Suspeito de estupro de vulnerável tem prisão relaxada após audiência de custódia em Abaetetuba
A informação foi divulgada nas redes sociais pela advogada do investigado
Herisson Alef Matos Ferreira, preso na sexta-feira (31) pela Polícia Civil sob suspeita dos crimes de estupro de vulnerável e coação de testemunhas no curso do processo, teve a prisão relaxada neste domingo (31), após passar por audiência de custódia.
A informação foi divulgada nas redes sociais pela advogada do investigado, a criminalista Denilza Teixeira. A advogada esclareceu, no entanto, que a decisão não significa que o cliente tenha sido considerado inocente das acusações. “O meu cliente ainda não foi julgado.
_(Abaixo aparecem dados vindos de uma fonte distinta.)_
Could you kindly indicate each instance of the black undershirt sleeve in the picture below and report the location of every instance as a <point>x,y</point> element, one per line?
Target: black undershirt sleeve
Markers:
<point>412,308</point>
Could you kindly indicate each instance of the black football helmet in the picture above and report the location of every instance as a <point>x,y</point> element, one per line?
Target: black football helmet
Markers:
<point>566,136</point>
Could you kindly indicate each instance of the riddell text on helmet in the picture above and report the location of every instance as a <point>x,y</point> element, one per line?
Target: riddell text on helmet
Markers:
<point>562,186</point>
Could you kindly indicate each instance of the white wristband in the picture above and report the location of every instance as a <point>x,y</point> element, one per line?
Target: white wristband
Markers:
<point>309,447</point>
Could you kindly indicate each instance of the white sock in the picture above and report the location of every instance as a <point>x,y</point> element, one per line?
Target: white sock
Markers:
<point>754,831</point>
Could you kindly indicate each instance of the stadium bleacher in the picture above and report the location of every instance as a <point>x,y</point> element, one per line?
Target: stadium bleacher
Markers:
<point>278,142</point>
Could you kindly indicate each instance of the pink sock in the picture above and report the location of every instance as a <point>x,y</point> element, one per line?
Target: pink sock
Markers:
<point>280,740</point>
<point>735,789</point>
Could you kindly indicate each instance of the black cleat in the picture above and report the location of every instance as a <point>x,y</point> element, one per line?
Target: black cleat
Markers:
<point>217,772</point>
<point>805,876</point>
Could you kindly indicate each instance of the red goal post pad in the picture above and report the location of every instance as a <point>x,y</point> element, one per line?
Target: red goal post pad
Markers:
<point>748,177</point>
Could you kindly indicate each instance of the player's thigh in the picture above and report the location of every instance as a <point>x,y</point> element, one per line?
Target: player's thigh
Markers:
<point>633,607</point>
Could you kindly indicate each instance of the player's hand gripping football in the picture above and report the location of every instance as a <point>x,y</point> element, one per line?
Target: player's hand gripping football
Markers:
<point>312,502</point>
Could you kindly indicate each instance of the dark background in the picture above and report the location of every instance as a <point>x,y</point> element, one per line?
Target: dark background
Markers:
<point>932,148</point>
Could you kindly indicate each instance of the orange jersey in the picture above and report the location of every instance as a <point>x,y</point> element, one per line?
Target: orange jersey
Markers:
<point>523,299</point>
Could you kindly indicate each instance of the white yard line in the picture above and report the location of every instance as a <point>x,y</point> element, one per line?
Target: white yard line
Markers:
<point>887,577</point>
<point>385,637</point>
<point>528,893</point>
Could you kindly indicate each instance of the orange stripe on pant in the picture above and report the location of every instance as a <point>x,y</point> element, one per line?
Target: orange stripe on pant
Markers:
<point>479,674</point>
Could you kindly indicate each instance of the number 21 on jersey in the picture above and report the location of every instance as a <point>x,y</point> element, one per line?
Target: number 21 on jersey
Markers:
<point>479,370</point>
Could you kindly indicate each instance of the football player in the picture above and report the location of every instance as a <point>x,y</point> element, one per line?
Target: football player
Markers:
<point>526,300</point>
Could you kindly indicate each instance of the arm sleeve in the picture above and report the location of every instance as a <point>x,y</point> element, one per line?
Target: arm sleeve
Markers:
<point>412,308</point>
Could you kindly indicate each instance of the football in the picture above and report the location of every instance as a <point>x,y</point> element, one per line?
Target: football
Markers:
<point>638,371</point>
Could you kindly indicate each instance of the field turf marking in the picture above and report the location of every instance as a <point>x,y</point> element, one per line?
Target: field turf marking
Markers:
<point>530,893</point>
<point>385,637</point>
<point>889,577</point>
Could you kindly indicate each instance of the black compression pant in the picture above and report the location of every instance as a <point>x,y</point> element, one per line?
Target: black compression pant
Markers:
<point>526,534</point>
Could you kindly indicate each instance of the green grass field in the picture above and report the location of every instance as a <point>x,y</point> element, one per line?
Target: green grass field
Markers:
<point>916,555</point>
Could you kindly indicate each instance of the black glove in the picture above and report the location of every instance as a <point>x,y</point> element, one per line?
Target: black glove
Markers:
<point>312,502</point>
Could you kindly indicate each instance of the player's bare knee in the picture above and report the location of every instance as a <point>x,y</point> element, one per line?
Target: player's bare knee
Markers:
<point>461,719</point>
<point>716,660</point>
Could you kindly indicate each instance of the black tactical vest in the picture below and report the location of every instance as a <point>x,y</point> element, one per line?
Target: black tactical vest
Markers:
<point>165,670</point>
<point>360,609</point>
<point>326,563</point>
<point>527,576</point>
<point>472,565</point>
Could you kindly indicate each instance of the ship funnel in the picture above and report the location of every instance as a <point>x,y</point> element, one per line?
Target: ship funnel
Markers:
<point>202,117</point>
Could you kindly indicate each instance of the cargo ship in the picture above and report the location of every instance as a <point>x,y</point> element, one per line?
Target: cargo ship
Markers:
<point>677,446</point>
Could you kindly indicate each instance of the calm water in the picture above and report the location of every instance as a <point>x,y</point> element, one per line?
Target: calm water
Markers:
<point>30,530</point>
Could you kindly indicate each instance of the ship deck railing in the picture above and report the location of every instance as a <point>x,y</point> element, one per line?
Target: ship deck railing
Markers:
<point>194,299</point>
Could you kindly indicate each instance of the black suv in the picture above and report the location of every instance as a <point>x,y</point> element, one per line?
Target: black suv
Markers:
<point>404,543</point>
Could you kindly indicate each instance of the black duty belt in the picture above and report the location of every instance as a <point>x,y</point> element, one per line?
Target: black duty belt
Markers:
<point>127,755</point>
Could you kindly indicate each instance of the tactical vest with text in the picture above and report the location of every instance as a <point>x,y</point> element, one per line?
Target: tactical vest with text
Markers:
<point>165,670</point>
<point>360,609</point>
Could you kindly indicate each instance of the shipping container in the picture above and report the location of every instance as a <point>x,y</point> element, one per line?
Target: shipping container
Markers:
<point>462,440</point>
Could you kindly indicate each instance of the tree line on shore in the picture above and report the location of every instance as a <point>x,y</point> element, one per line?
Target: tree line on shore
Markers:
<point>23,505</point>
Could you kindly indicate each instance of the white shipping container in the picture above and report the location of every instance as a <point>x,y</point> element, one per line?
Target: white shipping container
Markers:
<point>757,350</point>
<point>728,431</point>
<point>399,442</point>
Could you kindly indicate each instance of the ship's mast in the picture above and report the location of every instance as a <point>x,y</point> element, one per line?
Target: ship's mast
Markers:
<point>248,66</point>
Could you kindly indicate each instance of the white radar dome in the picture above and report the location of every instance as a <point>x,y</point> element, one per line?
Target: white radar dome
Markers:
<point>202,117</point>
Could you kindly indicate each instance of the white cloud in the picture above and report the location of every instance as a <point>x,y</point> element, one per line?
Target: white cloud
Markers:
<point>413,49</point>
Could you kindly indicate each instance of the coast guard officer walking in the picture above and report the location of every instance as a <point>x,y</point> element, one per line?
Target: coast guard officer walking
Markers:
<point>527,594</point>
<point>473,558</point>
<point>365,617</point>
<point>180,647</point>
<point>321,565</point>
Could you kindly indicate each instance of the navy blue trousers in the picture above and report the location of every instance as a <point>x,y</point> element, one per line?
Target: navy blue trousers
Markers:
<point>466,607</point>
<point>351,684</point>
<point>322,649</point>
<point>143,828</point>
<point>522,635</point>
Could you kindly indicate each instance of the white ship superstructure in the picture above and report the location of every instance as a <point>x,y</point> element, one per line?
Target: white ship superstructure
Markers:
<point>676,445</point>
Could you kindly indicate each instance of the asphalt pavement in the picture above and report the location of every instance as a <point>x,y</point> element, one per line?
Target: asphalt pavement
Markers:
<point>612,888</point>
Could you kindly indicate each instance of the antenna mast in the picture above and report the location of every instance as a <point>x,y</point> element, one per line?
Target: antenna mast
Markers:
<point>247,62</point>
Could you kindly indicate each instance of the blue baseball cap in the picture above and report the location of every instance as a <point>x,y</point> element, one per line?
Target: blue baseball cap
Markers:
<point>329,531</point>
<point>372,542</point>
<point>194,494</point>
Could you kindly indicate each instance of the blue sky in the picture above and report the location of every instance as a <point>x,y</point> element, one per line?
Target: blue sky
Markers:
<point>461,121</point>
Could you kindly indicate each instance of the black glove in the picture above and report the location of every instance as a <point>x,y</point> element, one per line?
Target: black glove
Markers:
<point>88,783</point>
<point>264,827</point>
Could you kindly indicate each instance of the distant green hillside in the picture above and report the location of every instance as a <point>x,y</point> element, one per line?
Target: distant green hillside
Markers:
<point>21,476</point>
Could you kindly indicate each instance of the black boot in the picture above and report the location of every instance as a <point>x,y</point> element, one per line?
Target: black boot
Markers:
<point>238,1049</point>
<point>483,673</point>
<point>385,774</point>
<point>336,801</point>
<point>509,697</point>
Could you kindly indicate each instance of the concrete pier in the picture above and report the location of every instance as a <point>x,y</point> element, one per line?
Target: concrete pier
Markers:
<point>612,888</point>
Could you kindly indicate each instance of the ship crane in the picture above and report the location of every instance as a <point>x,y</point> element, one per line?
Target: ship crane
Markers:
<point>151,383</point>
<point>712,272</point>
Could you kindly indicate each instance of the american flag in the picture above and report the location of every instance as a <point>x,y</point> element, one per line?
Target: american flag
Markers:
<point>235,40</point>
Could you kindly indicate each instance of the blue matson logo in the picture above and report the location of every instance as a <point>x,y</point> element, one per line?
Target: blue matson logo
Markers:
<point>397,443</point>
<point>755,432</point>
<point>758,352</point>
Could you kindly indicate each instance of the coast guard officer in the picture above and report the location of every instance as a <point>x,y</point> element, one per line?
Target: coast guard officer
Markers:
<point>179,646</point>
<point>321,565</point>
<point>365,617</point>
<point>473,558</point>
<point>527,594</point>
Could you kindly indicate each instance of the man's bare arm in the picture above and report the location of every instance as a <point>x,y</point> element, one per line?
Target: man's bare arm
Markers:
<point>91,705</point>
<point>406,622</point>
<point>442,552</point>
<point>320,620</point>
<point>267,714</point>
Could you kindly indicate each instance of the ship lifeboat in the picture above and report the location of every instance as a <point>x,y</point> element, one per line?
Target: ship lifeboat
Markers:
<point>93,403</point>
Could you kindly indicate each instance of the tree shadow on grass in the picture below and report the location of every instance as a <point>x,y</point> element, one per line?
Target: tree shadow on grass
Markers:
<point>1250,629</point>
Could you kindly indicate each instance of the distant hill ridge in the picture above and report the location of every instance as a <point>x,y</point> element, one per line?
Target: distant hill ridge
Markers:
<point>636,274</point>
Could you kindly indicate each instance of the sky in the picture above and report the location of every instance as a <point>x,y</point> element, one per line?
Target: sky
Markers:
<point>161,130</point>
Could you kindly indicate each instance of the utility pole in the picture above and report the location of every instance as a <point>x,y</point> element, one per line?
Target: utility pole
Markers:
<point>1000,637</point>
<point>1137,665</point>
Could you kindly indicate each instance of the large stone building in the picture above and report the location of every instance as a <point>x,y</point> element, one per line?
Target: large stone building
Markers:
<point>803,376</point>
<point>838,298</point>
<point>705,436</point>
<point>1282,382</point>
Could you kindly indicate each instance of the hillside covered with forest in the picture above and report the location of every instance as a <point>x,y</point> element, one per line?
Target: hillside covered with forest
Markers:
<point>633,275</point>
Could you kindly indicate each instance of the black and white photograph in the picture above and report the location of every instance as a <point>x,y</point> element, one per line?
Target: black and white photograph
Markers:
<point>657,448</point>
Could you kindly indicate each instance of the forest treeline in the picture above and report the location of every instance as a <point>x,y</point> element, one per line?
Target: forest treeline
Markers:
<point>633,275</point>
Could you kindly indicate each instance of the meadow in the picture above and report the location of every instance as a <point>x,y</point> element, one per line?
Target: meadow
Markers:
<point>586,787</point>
O que houve foi uma análise no auto de prisão em flagrante que foi imposto pela autoridade policial. Assim que uma pessoa é presa, esse flagrante vai para as mãos da autoridade para falar da regularidade, as hipóteses legais de flagrante. E o juiz entendeu que não houve flagrante, não estava dentro da lei”, afirmou a advogada.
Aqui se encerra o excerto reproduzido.